With the 36 other kickers -- all male -- a handful of scouts and more than two dozen media watching in complete silence at the New York Jets' practice facility, Silberman struggled for about 20 seconds to place the football on the tee before measuring her steps and then trying that second kick.
This one went only about 13 yards.
She then asked to see a trainer and left the practice field after injuring her quadriceps, and appeared to be slightly favoring her right leg.
"They certainly didn't go as far as they were in practices," Silberman said, "but I tried to work through the pain."
The 28-year-old Silberman said she hurt her quadriceps while preparing for the tryout earlier in the week, and attributed her struggles to that.
"I tried staying off it and waited for today," she said. "I didn't even take kicks in warm-ups, and, it's pretty hard to know that you'll be in pain, and I wanted to work through it and I certainly tried to, but I just couldn't do it today."
Silberman, a former club soccer player at Wisconsin and ex-graduate student at MIT, appeared frustrated she couldn't complete her tryout.
"I've always been an athlete, and I've always been a gamer," she said while fighting back tears. "When I had the opportunity to be in the NFL, one of the world's most competitive leagues, I absolutely had to take the chance."
While some fans on Twitter have praised her for breaking through in a male-dominated sport, others wondered if this was just a mere publicity stunt.
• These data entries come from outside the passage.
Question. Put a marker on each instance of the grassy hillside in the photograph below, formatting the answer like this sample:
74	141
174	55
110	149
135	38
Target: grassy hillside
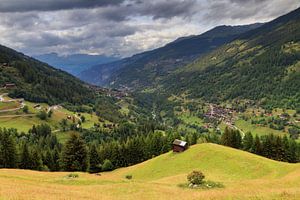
244	176
39	82
261	65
Regardless, the NFL got plenty of publicity on a Sunday in March for one of its regional combines -- something that normally is ignored by most media.
"I'm just really happy I had this amazing experience," Silberman said. "I might be the first woman trying out for the NFL, but I certainly hope I'm not the last."
While she never kicked a football in a competitive game, the NFL said Silberman qualified for the regional combine because of her athletic background.
"Our job is to evaluate talent and not leave any stone unturned," said Stephen Austin, the NFL's director of regional combines. "We want young, athletic people who have played a sport, typically in college or military or small schools."
The regional combines debuted in 2011, and include players who weren't among the 333 invited to the main combine in Indianapolis. The NFL is holding these sessions in 10 cities this offseason, with the most impressive players advancing to a super-regional in April in Dallas.
Silberman paid a registration fee -- about $275 -- and just needed to show up Sunday and take her best shot at impressing scouts.
"Until they get here, we don't have any idea of what they're really going to turn out to do and how they're going to perform," Austin said.